Le baryton québécois Étienne Dupuis était, la semaine dernière, l'invité de la Deutsche Oper Berlin, prestigieuse maison d'opéra de la capitale allemande, pour deux représentations exceptionnelles des Pêcheurs de perles de Georges Bizet. Des débuts sur les chapeaux de roues pour le chanteur de 32 ans, qui n'en est pourtant pas à ses premières armes.

À quelques heures de son entrée en scène, jeudi soir dernier, Étienne Dupuis respirait la satisfaction du devoir accompli. Le stress de la première derrière lui, il évoquait un retour imminent au Québec pour les Fêtes de fin d'année, après un séjour berlinois sur la corde raide.

«Je n'étais pas au sommet de ma forme en arrivant ici, c'est le moins qu'on puisse dire! Les chanteurs, on est vulnérables aux transports, aux changements de température plus encore que la majorité des gens. Au début des répétitions, j'avais la gorge en charpie, je ne pouvais émettre un son! Heureusement, je me suis vite rétabli», confie-t-il.

Même dans le foisonnement de concerts et de représentations d'opéra offerts quotidiennement à Berlin, ceux auxquels Dupuis participe font figure d'événements. Il partage l'affiche avec deux stars du chant, le ténor Joseph Calleja et la soprano Patrizia Ciofi.

« Joseph Calleja est vraiment l'une des grandes voix d'aujourd'hui. Et quelle présence, quel charisme! J'ai aussi l'occasion d'apprendre auprès de quelqu'un comme lui. Il a aimé ce que j'ai fait, et on va essayer de travailler de nouveau ensemble. »

Un pari risqué

À l'origine, il n'était pas prévu qu'Étienne Dupuis fasse partie de la distribution. Un heureux hasard en a voulu ainsi : jusqu'en septembre, le rôle de Zurga n'était pas comblé et les responsables de la Deutsche Oper Berlin ont fait appel à lui. Son agenda déjà chargé lui permettait d'être à Berlin juste à temps pour le début des répétitions. Il a donc accepté l'offre, entrepris d'étudier la partition et appris le rôle en quelques semaines, avant d'arriver fin prêt à destination.

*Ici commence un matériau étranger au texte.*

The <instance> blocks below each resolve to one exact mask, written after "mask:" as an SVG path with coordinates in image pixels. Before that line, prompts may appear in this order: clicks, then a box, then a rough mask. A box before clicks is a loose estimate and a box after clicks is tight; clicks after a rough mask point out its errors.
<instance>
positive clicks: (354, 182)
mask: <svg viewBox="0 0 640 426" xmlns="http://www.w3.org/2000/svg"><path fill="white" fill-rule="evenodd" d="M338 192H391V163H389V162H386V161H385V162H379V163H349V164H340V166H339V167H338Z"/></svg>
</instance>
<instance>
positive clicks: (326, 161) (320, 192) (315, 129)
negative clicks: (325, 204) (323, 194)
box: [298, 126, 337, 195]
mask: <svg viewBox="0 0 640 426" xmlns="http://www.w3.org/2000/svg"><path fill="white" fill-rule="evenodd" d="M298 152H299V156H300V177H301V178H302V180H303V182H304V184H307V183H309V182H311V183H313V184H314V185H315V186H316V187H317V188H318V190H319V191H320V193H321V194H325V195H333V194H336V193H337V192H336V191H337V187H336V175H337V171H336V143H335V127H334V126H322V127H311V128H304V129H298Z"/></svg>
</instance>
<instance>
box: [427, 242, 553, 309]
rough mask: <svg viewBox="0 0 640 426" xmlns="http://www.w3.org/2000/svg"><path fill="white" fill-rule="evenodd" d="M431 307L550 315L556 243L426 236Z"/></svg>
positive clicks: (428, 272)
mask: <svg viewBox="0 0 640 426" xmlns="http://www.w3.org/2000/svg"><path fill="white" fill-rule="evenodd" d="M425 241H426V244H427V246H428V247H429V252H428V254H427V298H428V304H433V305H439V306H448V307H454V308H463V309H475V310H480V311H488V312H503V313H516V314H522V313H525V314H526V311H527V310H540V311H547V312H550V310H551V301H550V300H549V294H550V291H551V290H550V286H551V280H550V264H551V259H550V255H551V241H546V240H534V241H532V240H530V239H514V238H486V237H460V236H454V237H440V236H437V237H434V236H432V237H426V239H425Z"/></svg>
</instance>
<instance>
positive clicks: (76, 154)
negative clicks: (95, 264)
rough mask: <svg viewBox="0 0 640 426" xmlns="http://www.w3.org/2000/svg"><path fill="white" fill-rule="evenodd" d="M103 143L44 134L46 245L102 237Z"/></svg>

Un pari risqué, au dire même du chanteur. Risque calculé, serait-on tenté d'ajouter, puisqu'il reviendra à Berlin au printemps dans le rôle-titre du Barbier de Séville de Rossini.

Le risque paie néanmoins : Étienne Dupuis est le seul de la distribution des Pêcheurs de perles à connaître son rôle par coeur, tous les autres chantant avec la partition en main. Le quotidien berlinois Tagesspiegel a salué le caractère «authentiquement français» du baryton et le grain sombre de sa voix, qui le prédispose à des rôles plus dramatiques. «Je rêve de chanter Verdi : Ford dans Falstaff, Rodrigo dans Don Carlo, Renato dans Un Ballo in Maschera... Mais, en attendant, je ne suis pas malheureux dans le répertoire français.

J'aimerais bien faire Pelléas dans Pelléas et Mélisande, aussi», poursuit celui qui dit se reconnaître autant chez Mozart que chez Jacques Brel ou Michel Berger. «Le nombre de belles voix est renversant au Québec. Paradoxalement, notre façon de parler et notre accent nous aident dans ce répertoire. Il y a chez nous un placement naturel de la voix qui convient au style, à la ligne vocale, et que très peu de gens ont.